If you are like our family, this March is packed full to the brim of sports, spring break and so much more. I love to have easy dinner options ready for those crazy days! This recipe for Cream Cheese Chicken Pockets always hits the spot for hubby and oldest son Drew!
This recipe is so easy and requires very few ingredients. It is absolutely delicious, and I promise you won’t be able to eat just one! They are so light fluffy and oh so decadent!
Cream Cheese Chicken Pockets
1 bag Tyson Fully Cooked Grilled Chicken Breast Strips, 12 oz. shredded
1 7oz. tub Arla Cream Cheese removed from package and softened in the microwave
2 8-count packages of crescent rolls
2 cups breadcrumbs
1 stick butter, melted
salt/pepper to taste
¼ tsp. garlic powder
¼ tsp. onion powder
Preheat oven to 350 degrees F.
Place shredded chicken and softened cream cheese in a bowl.
Add in seasonings and mix until combined.
Unroll the crescent dough.
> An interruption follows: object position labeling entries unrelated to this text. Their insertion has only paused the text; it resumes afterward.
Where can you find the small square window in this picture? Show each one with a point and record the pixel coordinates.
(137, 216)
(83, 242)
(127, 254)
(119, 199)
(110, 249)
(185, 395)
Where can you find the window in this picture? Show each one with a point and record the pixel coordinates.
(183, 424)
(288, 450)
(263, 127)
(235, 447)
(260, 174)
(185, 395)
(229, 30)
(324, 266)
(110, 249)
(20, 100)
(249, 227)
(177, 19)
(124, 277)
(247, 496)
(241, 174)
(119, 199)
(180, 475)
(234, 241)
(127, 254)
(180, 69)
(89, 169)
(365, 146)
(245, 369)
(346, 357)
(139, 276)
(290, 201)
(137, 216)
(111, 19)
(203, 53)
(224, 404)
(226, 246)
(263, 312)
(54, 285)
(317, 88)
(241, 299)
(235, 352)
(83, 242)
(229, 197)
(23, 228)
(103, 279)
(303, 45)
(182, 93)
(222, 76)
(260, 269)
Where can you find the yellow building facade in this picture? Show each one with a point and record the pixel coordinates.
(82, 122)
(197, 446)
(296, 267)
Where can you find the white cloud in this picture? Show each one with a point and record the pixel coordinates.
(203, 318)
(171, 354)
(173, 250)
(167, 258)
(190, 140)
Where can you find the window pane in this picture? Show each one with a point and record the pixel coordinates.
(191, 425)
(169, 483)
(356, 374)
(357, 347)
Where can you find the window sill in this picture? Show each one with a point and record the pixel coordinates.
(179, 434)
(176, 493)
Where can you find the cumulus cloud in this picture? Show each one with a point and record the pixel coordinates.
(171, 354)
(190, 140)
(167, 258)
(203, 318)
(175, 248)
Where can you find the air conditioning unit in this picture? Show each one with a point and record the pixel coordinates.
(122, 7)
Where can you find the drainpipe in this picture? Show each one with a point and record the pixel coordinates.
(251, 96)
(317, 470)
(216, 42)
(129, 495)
Use 2 squares of dough to form your pocket. Place the chicken mixture inside the dough and fold over to form a “pocket”.
Dip the chicken pockets in the melted butter then into the breadcrumb mixture.
Place the pockets in a baking dish and bake until golden brown.
Serve with your favorite vegetable or salad and enjoy! My guys love this dish and ask for it quite frequently!